1.3.6.1. De zelfperceptie

“Israel is a society in which a national consolidation and a sense of ethic, religious, and cultural particularity created by a common history preceded the realization of independence and the construction of a national state.” (Sternhell 1999: 14)

1.3.6.1.1. Israël: land van de joden

Israël is in eerste instantie ‘het land van de Joden’[1]: De groepsidentiteit van de Israëliërs wordt dus onder meer bepaald door dit religieus criterium. Deze groepsidentiteit staat pal tegenover de categorisering van de andere als Moslim:

 “… to help Israel when the Jewish State was invaded by the Arabs.” (JP 59); “… The essential interests and values of the State of Israel and the Jewish people” (JP 77)“Jewish blood is not cheap” (JP 15); Jewish homes (JP 16.1); …

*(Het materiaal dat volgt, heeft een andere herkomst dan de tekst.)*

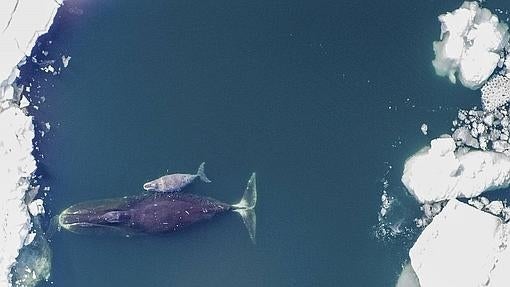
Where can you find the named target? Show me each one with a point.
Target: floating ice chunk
(424, 128)
(495, 207)
(24, 103)
(438, 173)
(496, 92)
(48, 69)
(65, 60)
(36, 207)
(408, 277)
(470, 44)
(459, 248)
(19, 33)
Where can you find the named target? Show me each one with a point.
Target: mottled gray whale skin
(155, 213)
(175, 182)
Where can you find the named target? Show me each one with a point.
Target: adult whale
(156, 213)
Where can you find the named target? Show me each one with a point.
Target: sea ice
(21, 23)
(471, 41)
(461, 247)
(440, 172)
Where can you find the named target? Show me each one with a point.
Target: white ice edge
(21, 23)
(439, 172)
(471, 41)
(463, 246)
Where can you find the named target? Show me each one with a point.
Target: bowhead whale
(156, 213)
(175, 182)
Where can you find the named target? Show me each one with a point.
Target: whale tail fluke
(246, 207)
(53, 227)
(201, 173)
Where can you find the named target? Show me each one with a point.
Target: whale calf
(155, 213)
(175, 182)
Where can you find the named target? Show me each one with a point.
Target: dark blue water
(317, 97)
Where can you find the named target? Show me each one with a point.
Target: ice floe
(471, 44)
(441, 172)
(21, 23)
(460, 247)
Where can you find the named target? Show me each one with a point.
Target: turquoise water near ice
(317, 97)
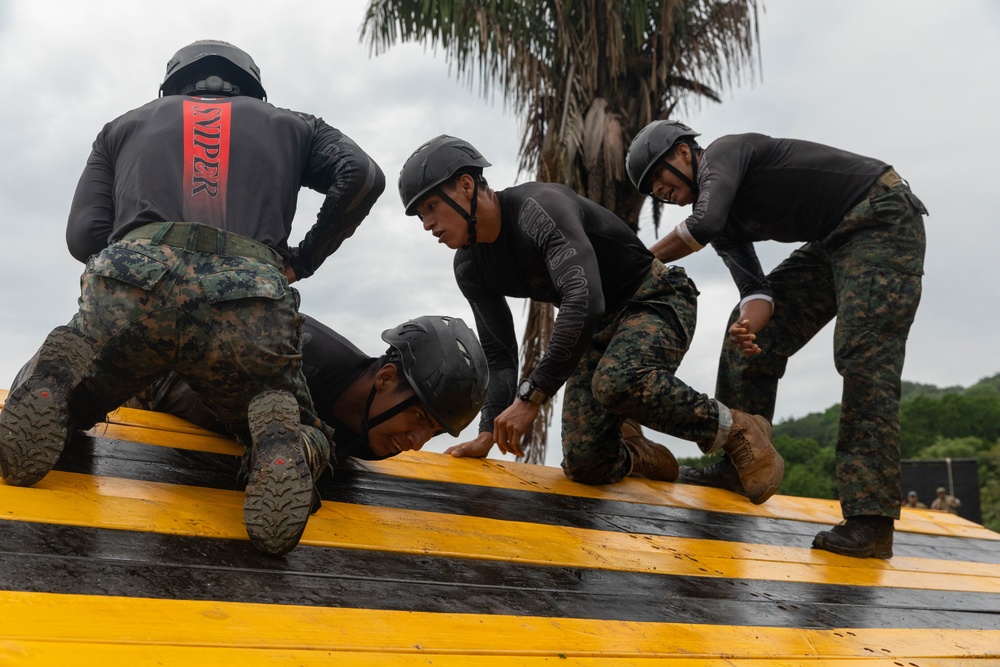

De religieuze definiëring van de Israëlische groepsidentiteit verbindt de geschiedenis van de joden met het Israëlisch burgerschap, het land van Israël en het gehele joodse cultureel patrimonium ( zie bijv.: “The minute Barak gave up the Temple Mount, then he gave up the Jewish identity”(JP 79))

De geschiedenis van het joodse volk wordt tevens geassocieerd met vervolgingen (bv.: Isabella van Castilië), de holocaust, … Kortom de joodse geschiedenis wordt vaak geassocieerd, getypeerd met een slachtofferrol.

Israël ziet zichzelf als een (eeuwig) slachtoffer van de joodse geschiedenis, in het bijzonder van de gruwelijke herinnering van de holocaust. Israël portretteert zichzelf anno 2001 nog steeds als het ‘onschuldige slachtoffer’ van een ‘enorme terroristische golf van Palestijns geweld’. In dit proces wordt gebruik gemaakt van de geschiedenis van het joodse volk. Impliciet zien we het gebruik van dit beeld: Israël als het machteloze, geweldloze, slachtoffer van de Palestijnse terroristen in de ‘stem van het volk’: 

“The angry crowd scuffled with the police a bit, but the scene did not turn violent. “We don’t want them in Israel … Why are they (the police) pushing us away? The Arabs kill us, why can’t we do to them what they do to us? a Holon man named Victor shouted in anger.” (JP 119)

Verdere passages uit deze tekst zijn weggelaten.